Objekt 500
Chaos et fractales – en dialogue avec la science
Description
Même si les critères des arts et des sciences sont différents, il existe des points communs dans la mesure où les personnes qui travaillent dans ces deux domaines sont animées par la curiosité. Il s'agit d'explorer des relations que d'autres n'ont pas encore identifiées, de concevoir des structures qui n'existaient pas jusque-là.
György Ligeti, 1991
L'intérêt pour les mathématiques et les sciences naturelles a accompagné György Ligeti tout au long de sa vie. Il a souvent comparé ses méthodes de travail en tant que compositeur à celles de la recherche scientifique, tout en soulignant les différences entre les deux domaines. Le Poème Symphonique pour 100 métronomes est à la fois une « cérémonie musicale » et une expérience d'écoute psychologique.
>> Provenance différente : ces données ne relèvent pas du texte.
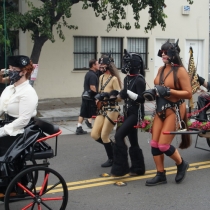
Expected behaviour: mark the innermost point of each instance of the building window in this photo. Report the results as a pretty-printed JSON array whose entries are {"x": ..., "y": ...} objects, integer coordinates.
[
  {"x": 84, "y": 50},
  {"x": 139, "y": 45},
  {"x": 113, "y": 45}
]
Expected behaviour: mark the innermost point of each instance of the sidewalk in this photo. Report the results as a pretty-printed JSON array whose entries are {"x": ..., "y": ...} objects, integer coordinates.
[{"x": 65, "y": 111}]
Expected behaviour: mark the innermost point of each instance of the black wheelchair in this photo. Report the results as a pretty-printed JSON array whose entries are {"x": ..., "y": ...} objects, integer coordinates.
[{"x": 24, "y": 173}]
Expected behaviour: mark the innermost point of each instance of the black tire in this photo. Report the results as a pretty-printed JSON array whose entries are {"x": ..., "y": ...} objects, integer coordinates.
[
  {"x": 46, "y": 196},
  {"x": 208, "y": 141}
]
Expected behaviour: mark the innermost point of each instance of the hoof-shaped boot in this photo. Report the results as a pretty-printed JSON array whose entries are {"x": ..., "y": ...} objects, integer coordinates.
[
  {"x": 160, "y": 178},
  {"x": 108, "y": 163},
  {"x": 181, "y": 171},
  {"x": 137, "y": 162},
  {"x": 120, "y": 165}
]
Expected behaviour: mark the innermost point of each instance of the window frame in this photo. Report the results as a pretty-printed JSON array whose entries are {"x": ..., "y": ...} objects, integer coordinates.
[
  {"x": 114, "y": 53},
  {"x": 146, "y": 53},
  {"x": 85, "y": 53}
]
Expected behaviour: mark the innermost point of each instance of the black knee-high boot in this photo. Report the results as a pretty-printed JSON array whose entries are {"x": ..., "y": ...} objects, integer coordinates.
[
  {"x": 109, "y": 152},
  {"x": 202, "y": 103},
  {"x": 137, "y": 161},
  {"x": 120, "y": 165}
]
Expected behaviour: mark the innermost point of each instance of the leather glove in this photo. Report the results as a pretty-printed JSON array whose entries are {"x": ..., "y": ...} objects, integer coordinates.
[
  {"x": 123, "y": 94},
  {"x": 132, "y": 95},
  {"x": 162, "y": 91},
  {"x": 149, "y": 95},
  {"x": 201, "y": 80},
  {"x": 102, "y": 96},
  {"x": 114, "y": 93}
]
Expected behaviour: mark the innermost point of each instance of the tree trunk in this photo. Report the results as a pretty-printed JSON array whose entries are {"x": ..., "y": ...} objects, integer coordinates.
[{"x": 37, "y": 48}]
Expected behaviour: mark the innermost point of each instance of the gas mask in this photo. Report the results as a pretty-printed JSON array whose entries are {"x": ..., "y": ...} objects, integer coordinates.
[
  {"x": 14, "y": 76},
  {"x": 132, "y": 63},
  {"x": 170, "y": 49},
  {"x": 106, "y": 60}
]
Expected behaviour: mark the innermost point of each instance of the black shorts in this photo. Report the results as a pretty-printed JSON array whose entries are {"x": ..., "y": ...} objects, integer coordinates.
[{"x": 88, "y": 109}]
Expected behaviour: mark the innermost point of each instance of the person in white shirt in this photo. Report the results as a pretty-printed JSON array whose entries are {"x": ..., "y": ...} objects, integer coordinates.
[{"x": 18, "y": 100}]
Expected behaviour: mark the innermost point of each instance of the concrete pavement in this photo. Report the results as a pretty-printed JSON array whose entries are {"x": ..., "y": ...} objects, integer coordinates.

L'intérêt de Ligeti pour les machines et les horloges de haute précision se manifeste dans Clocks and Clouds pour chœur de femmes sans texte et orchestre, œuvre dont il a emprunté le titre à un essai du philosophe Karl Popper. En 1984, Ligeti a vu pour la première fois des images fractales générées par ordinateur, qui l'ont immédiatement fasciné. Il a fait personnellement la connaissance de Benoît B. Mandelbrot, l'un des chercheurs les plus influents de la géométrie fractale et de la théorie du chaos, qui a inventé le terme « fractale » en 1975. Ligeti s'est intéressé de près aux structures musicales de type fractal, telles qu' utilisées dans le quatrième mouvement du Concerto pour piano.